Overall, our data underlie the importance of deepening the knowledge of the allele-specific signalling properties and their readout in terms of response to treatment. Although the use of inhibitors of RAS downstream signalling (particularly the MAPK pathway) has raised concerns due to their toxic profiles, recent studies have shown the efficacy and the tolerability of combining ERK and SHP2 inhibitors in the treatment of in vitro and in vivo models of murine and human RAS-driven pancreatic ductal adenocarcinoma [33]. Moreover, in a panel of Non-Small Cell Lung Cancer models, the association of the KRAS G12C inhibitor ARS1620 and a PI3K inhibitor was effective also in models resistant to single agent ARS1620 [34], further reinforcing the concept that using combinations of drugs targeting RAS downstream effectors is not an obsolete therapeutic approach but a challenging path still worthwhile to tread. In line, our work underlines the importance of persisting in unceasing combination approaches relying on a deep knowledge of the signalling pathways preferentially activated by the different mutants. Even if specific KRAS mutant inhibitors have generated a lot of expectations [35], their clinical advantage has been limited and interrupted by the insurgence of resistance. In this scenario, based on the ability of KRAS mutants to differentially activate the downstream pathways, it is reasonable that the use of combinations (for example with SOS1 or MEK inhibitors), tailored on the presence of a specific mutant, will be necessary to sustain the efficacy of KRAS-mutant specific inhibitors.

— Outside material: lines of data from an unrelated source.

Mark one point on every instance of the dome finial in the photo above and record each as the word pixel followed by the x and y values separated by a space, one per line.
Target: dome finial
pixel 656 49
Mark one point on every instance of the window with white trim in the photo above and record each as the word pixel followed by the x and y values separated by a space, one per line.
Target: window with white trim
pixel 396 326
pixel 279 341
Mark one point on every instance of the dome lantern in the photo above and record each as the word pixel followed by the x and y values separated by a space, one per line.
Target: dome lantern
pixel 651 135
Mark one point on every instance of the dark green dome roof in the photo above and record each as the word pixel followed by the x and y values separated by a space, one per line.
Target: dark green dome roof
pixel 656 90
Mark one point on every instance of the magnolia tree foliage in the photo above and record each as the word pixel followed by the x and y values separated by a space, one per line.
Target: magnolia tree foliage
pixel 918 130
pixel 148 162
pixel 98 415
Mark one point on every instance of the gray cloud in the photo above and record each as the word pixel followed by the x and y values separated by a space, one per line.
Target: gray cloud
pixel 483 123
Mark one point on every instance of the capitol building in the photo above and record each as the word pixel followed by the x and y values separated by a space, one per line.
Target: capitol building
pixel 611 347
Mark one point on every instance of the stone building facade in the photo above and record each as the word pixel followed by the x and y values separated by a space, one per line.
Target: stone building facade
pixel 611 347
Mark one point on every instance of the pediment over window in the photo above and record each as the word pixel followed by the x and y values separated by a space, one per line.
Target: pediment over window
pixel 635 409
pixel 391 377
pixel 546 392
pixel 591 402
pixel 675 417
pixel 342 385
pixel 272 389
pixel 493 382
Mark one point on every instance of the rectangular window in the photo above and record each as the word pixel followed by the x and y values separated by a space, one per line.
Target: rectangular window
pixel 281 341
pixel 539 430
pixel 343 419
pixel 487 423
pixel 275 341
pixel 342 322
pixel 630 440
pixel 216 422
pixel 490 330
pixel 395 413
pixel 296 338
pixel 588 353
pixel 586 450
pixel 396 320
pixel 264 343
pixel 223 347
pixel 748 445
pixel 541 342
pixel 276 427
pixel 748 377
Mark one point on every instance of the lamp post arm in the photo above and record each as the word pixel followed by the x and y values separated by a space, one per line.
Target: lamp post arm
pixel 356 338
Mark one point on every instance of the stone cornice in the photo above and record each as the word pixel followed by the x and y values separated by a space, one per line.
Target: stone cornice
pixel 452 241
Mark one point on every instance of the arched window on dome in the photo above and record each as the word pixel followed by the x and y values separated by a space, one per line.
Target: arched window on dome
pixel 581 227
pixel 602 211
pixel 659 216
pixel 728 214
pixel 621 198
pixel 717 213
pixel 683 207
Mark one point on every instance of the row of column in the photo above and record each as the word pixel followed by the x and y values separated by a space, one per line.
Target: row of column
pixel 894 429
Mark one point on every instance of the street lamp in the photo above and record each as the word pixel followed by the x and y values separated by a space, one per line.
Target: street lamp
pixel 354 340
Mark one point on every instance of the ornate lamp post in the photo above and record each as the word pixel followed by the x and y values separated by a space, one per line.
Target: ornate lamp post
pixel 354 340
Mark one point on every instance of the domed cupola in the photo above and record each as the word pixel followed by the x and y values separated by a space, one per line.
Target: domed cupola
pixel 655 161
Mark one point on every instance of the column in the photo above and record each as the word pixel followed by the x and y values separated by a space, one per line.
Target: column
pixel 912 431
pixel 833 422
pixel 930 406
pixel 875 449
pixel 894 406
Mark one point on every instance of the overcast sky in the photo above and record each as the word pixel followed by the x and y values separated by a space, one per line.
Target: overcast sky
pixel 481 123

Specific KRAS variants show different transforming mechanisms impacting the impairment of GTP hydrolysis. Specifically, the KRAS A146 variant leads to guanine-nucleotide exchange factors (GEF)-mediated activation without impacting GAPs. Therefore, KRAS A146-driven cancers may be sensitive to Son of Sevenless protein 1 (SOS1) inhibitors, combined with a MEK-inhibitor, or with SHP2, thus reinforcing the role of MEK inhibition in these tumours even in the current drug development scenario.

Recent findings of several groups, including ours, support the existence of a functional, clinically impactful heterogeneity of KRAS-mutated tumours. Our work points out the need for a deeper genomic and biological characterization of KRAS status in tumours, such as gastric cancer, where this is not routinely evaluated. However, neither cells bearing KRAS amplification (6% of gastric tumours) nor KRAS mutations (7%) can be killed with a single KRAS-targeted drug. Since it is now clear that the activation mechanism of the different KRAS mutants is not always superimposable and that the interaction with upstream or downstream molecules is mutant-specific, it becomes critical to study in depth the biological and biochemical characteristics of each KRAS mutant. In this perspective, we have shown that the KRAS A146T mutant, being less active than the canonical ones, is more sensitive to MAPK inhibition, while it is not affected by the inactivation of SOS1 alone. On the contrary, since it is frequently concomitant with PI3K activation, the association with PI3K-specific drugs can improve the efficacy of the treatment. For all the above-mentioned reasons, we believe that our findings may be helpful in guiding drug development strategies in patients with A146T-driven gastric cancer or other solid tumours.